Eijirou has kept it with him every day.
He had given up. He had found solace in the abyss of days, comfort in the clamor of his own cafe. Tracing strangers' gazes, wondering if they were thinking about things they lost as well. It had taken years to feel like he was whole again.
And he had kept the photo, pressed into the back of his phone case - a reminder. That things felt more than okay once. That it's /possible/ to feel good. That maybe one day he could figure out again how to feel like he belonged, like he wasn't alone.
And he has friends now - he has Kaminari and Ashido, his housemates. He has his coworkers at the cafe. He has a life that he's built himself, though they're not Katsuki. And maybe that's on purpose. Maybe he had never let any of them close enough to get a grip on his heart.
Because as soon as they've got ahold of it, they can tear it right out.
Katsuki makes a pained noise seeing the photo on this table, miles and years from when he's seen it last. His face cycles through all of the stages of grief before settling on a half-scowl, pain only partially hidden. "Yeah," he sounds a little strangled.
"So tell me," Eijirou says, hands shaking. He can't tell if it's anger, or if it's pain, or maybe sadness. He feels like he's being very slowly squashed flat. "Tell me /why./"
"I had to," Katsuki sounds unsteady.

"You had to go," Eijirou clarifies. He doesn't feel as solid as his voice comes out. "You had to leave."

Katsuki nods, eyes still on the picture. Eijirou snatches it to put it back into his phone case, and Katsuki's gaze flicks back up.
"I didn't /belong/ there, you knew that," he says, voice a little clearer. Eijirou stares at him, shaking his head.

"So you just left? Without saying anything? Just went? What about me? What about your best friend?"
Katsuki narrows his eyes, but his mouth twists into a grimace. "I didn't mean-"

"I don't care what you meant," Eijirou interrupts him, voice rising a little. "You made me feel worthless. You tore away the only family I thought I had left."
Katsuki's face twists even further, and he glares at Eijirou. "/That's/ why."

"What?"

"You told me I was your family." Katsuki's voice cracks, raising in volume.
"You /were./"

"That I was like your brother, Eijirou," Katsuki stresses, fingers starting to dent his coffee cup. His hands are shaking.

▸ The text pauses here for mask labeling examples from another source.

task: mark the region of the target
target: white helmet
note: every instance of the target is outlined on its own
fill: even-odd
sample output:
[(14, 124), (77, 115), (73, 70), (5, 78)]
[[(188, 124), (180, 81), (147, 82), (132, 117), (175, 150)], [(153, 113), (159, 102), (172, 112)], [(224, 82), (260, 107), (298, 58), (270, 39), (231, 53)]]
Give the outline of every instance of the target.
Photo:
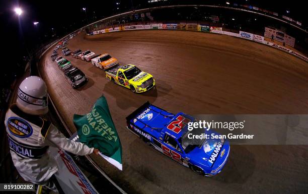
[(47, 113), (47, 87), (44, 81), (37, 76), (30, 76), (20, 84), (16, 104), (23, 112), (34, 115)]

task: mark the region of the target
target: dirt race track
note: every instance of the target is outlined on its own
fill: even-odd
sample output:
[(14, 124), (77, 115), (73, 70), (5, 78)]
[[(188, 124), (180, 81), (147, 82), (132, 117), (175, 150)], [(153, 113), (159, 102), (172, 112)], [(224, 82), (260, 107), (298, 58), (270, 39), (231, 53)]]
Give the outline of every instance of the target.
[[(115, 85), (103, 71), (66, 58), (89, 78), (73, 90), (52, 49), (41, 61), (49, 92), (72, 132), (74, 113), (89, 112), (106, 96), (123, 147), (121, 172), (93, 158), (129, 193), (308, 193), (308, 146), (232, 146), (218, 175), (205, 177), (163, 155), (126, 128), (125, 117), (149, 101), (173, 113), (308, 113), (308, 63), (268, 46), (226, 35), (175, 31), (136, 31), (70, 40), (72, 50), (108, 53), (121, 64), (152, 74), (157, 89), (143, 94)], [(61, 51), (59, 50), (59, 53)]]

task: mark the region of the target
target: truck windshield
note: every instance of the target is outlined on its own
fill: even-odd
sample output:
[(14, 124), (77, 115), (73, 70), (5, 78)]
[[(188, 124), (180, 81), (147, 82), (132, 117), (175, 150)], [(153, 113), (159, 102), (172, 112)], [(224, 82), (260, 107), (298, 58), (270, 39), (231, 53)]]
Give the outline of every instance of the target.
[[(200, 147), (203, 144), (205, 140), (205, 139), (189, 139), (188, 138), (188, 135), (189, 134), (200, 135), (204, 133), (204, 129), (195, 128), (192, 131), (187, 131), (186, 133), (182, 136), (179, 141), (182, 144), (182, 147), (185, 153), (188, 153), (195, 149), (195, 148)], [(192, 136), (191, 135), (190, 136)]]
[(61, 60), (61, 62), (60, 62), (60, 64), (64, 64), (67, 62), (68, 62), (68, 60), (67, 60), (67, 59), (64, 59), (64, 60)]
[(105, 60), (107, 60), (108, 59), (111, 58), (111, 56), (109, 55), (109, 54), (107, 54), (106, 56), (102, 56), (101, 58), (100, 58), (100, 60), (101, 61), (104, 61)]
[(128, 70), (125, 71), (124, 73), (126, 78), (127, 78), (128, 80), (130, 80), (134, 77), (140, 74), (140, 72), (141, 70), (140, 70), (137, 67), (134, 67)]
[(87, 50), (86, 52), (84, 52), (84, 55), (86, 55), (90, 53), (90, 52), (91, 52), (91, 51), (90, 51), (90, 50)]

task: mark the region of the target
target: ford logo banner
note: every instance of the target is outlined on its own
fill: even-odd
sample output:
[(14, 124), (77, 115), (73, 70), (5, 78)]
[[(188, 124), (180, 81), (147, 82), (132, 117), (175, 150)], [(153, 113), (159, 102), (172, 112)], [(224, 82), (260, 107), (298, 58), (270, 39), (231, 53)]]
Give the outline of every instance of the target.
[(250, 38), (250, 34), (247, 34), (244, 32), (242, 32), (241, 33), (241, 36), (245, 38)]

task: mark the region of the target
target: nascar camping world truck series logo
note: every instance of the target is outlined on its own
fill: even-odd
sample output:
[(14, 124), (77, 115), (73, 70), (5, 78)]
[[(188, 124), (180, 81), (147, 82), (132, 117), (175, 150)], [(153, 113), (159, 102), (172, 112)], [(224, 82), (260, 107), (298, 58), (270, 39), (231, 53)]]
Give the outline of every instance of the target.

"So /what,/ I don't get what-"
"I fucking loved you!" Katsuki shouts, and the cafe goes quiet. His drink spills over his fingers, and he doesn't even seem to notice. He stares at Eijirou, glaring through glassy eyes. His voice drops quieter, cracking. "I loved you, and you told me I was like your brother."
Eijirou stares at him, eyes wide. He can feel the gazes of like twenty strangers on him, and he suddenly feels very small. "You... loved... me?"

Katsuki glares at him, studiously ignoring the tears tracking down his own cheeks. Maybe it's just rain. Inside.
"I knew," Katsuki manages, glaring through his tears. "That you wouldn't understand. You would make me take you with me. I couldn't... I was... I was too /weak,/ Ei. I couldn't fucking do it." He wipes his face on the back of his hand, huffs out a big breath.
Eijirou has no idea what to say. Everything feels like it's shifting, all of the things Katsuki had said when they were kids, a hundred different things coming into line. What would he have done? If he were in Katsuki's position, all those years ago?
"I know you have no reason to," Katsuki says, swallowing thickly. "But I'm going to say it now, and I hope you'll accept it."

"Accept...?"

Katsuki looks back up at him, breathes out. He looks like he's been punched in the face. "I'm sorry, Eijirou. I didn't want to hurt you."